Guerre de Sécession : la bataille de… Cherbourg
La plupart des Français connaissent, au moins de nom, la bataille de Gettysburg. Mais nettement moins les nombreux autres affrontements qui ont émaillé le cours de cette sanglante guerre civile ayant, durant quatre ans, opposé les Nordistes des États de l’Union aux Sudistes des États Confédérés. Rien là de très étonnant. Ce qui l’est plus est que la bataille de Cherbourg est quasiment inconnue de nos compatriotes, y compris dans le port du Cotentin.
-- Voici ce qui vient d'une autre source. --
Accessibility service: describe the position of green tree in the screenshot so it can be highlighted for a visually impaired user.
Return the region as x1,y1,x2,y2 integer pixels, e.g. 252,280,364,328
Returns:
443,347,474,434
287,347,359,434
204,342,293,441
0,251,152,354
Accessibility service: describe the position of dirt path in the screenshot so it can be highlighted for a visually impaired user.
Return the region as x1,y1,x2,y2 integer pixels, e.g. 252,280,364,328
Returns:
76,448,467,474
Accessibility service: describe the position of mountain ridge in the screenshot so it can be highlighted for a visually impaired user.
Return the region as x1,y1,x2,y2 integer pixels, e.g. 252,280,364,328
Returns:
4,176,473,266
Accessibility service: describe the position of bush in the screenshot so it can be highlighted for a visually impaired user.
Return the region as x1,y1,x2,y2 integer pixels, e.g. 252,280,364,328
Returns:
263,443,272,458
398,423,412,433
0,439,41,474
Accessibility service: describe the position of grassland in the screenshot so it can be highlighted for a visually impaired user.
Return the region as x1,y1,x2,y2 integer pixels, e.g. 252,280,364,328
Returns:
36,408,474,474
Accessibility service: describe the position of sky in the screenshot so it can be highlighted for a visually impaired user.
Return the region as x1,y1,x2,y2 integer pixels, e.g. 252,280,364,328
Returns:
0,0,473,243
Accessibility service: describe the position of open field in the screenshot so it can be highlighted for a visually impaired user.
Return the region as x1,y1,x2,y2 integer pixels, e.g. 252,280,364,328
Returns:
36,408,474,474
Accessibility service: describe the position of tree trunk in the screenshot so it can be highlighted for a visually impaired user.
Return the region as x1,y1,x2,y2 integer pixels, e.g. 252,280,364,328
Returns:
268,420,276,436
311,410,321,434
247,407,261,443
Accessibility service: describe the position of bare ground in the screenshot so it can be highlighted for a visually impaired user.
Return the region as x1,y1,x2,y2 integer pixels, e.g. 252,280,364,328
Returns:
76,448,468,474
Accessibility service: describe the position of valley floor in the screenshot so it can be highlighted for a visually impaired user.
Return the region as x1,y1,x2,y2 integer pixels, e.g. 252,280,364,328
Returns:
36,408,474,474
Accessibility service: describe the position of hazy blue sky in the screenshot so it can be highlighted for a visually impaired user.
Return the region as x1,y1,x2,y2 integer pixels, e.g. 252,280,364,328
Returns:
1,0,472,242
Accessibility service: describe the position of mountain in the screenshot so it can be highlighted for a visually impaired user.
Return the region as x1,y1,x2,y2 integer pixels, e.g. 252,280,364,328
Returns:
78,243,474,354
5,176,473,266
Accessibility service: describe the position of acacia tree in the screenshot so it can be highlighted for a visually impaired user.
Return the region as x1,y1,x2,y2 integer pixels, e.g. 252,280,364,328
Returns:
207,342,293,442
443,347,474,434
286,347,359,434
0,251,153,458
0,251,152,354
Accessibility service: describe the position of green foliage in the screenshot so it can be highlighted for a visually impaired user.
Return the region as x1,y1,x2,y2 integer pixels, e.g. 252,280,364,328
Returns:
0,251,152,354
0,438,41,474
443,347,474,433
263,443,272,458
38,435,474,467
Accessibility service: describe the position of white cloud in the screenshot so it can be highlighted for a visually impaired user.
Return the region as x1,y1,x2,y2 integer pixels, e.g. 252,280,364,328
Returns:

Elle a pourtant eu lieu à portée de vue des côtes en juin 1864 sous les regards d’une foule de spectateurs massés sur les digues et les collines environnantes…
Comme cela s’était déjà produit à de nombreuses reprises dans l’histoire des pays de tradition maritime en guerre, les belligérants de la Guerre de Sécession eurent recours à des navires dédiés à ce que l’on nommait en France la « guerre de course ». En l’occurrence, des sortes de bateaux corsaires dont l’objectif n’était pas de faire main basse sur des cargaisons appartenant au camp adverse ou destinées à son ravitaillement, mais de détruire ces navires commerciaux dans le but d’affaiblir l’ennemi. Les Confédérés ont disposé de quatre bateaux destinés à cette « guerre de course », des navires transformés ou construits dans ce but : le vapeur Semter, le sloop mixte Florida, le sloop mixte Alabama et le trois-mâts carré mixte Shenandoah. En l’occurrence, c’est du 3e nommé qu’il est question dans cet étonnant et méconnu épisode de la Guerre de Sécession auquel de nombreux Normands ont pu assister aux premières loges.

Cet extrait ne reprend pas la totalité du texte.